2.4.2 Complex validation. Analytical tools like FTIR, XRF and SEM-EDX were used for analysis of phytate metal binding, elemental presence, and structural and spatial features respectively.

FTIR: Bruker ALPHA II spectrometer (Bruker), spectral range 4000–500 cm⁻¹, resolution 4 cm⁻¹, 40 ATR direct scans, automatic focus, automatic background, powder sample preparation, baseline-corrected. Key focus region: 1040–1080 cm⁻¹ (phosphate–metal region).

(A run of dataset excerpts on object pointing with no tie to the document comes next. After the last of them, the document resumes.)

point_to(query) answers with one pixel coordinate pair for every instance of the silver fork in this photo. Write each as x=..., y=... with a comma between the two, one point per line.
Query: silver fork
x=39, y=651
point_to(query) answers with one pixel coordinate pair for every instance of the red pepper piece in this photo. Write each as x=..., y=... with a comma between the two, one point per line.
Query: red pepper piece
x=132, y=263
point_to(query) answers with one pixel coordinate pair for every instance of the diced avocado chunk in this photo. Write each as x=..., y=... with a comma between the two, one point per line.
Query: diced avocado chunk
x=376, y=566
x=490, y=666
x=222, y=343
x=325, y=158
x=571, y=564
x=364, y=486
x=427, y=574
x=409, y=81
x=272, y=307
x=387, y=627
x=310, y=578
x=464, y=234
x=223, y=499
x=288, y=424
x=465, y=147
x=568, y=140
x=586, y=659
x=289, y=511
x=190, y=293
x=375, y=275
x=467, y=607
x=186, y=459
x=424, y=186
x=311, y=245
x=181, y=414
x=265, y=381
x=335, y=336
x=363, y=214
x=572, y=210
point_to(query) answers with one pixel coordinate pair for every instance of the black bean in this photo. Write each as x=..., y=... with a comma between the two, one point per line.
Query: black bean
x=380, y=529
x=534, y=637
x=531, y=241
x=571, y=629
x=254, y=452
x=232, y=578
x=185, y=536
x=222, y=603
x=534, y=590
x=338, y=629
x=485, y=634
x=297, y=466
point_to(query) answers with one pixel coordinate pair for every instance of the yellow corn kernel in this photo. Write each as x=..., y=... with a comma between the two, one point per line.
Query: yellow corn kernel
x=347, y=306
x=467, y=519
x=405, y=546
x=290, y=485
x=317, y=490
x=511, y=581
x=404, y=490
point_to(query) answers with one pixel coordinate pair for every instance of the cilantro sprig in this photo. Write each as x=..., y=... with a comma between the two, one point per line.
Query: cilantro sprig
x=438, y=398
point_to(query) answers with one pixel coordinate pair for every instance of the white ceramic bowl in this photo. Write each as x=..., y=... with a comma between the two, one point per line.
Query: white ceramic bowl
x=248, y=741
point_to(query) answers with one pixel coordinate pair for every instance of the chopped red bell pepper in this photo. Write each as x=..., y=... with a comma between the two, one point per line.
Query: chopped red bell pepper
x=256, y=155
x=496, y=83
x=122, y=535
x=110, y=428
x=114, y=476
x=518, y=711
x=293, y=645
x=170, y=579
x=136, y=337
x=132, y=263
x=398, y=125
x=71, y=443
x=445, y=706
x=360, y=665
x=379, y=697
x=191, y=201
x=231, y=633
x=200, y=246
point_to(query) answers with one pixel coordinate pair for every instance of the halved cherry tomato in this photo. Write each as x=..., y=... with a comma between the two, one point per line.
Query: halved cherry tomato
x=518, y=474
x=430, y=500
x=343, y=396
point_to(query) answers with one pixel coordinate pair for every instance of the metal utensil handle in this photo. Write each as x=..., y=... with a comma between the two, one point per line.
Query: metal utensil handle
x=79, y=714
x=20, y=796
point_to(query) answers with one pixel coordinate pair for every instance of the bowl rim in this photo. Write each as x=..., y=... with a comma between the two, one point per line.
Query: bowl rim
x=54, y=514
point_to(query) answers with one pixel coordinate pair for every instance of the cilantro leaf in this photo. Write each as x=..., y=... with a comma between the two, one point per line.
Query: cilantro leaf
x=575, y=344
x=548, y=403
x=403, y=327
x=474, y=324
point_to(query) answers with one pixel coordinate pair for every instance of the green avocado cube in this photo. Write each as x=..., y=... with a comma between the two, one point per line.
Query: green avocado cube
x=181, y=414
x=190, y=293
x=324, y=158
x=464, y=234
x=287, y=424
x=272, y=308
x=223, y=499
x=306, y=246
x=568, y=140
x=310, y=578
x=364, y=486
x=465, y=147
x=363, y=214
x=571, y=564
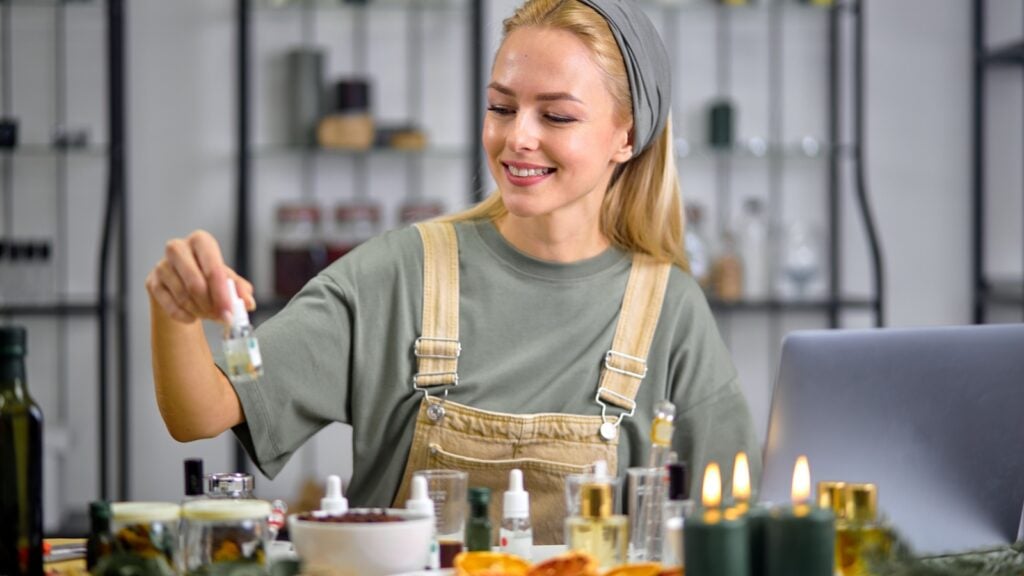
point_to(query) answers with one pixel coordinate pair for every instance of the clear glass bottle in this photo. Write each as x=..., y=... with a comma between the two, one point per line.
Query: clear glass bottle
x=697, y=249
x=100, y=541
x=224, y=534
x=596, y=530
x=516, y=534
x=677, y=507
x=245, y=364
x=860, y=537
x=478, y=527
x=754, y=251
x=147, y=530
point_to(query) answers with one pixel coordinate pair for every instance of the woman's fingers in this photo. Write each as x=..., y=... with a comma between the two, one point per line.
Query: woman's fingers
x=192, y=280
x=246, y=291
x=166, y=300
x=211, y=263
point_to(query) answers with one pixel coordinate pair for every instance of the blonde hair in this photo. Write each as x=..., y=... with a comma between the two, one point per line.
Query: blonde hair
x=642, y=210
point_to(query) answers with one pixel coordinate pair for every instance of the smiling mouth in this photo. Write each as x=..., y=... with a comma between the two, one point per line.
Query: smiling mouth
x=527, y=172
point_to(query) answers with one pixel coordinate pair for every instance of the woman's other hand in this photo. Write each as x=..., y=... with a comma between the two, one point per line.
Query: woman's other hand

XRF: PANalytical Epsilon 1 (Malvern Panalytical), system default voltage and current, count time 30 seconds, sample preparation: direct sample in a pressed thin mylar film.

SEM-EDX: FEI Apreo LoVac SEM (Thermo Fisher Scientific) with EDX detector, 15× kV acceleration voltage, 10× magnification.

2.4.3 Release kinetics. 50 mg of each complex was incubated in 10 mL of water, 0 h fermented rice water, and 18 h fermented rice water (25 °C) for comparative analysis. Two controls were maintained: (1) unfermented control (0 h rice water); (2) reagent-only blank (deionized water) for background. Aliquots were collected at 15, 60, 120, and 240 min for water and 0 h fermented rice water, with an additional 360 min for 18 h fermented rice water and mineral release was studied.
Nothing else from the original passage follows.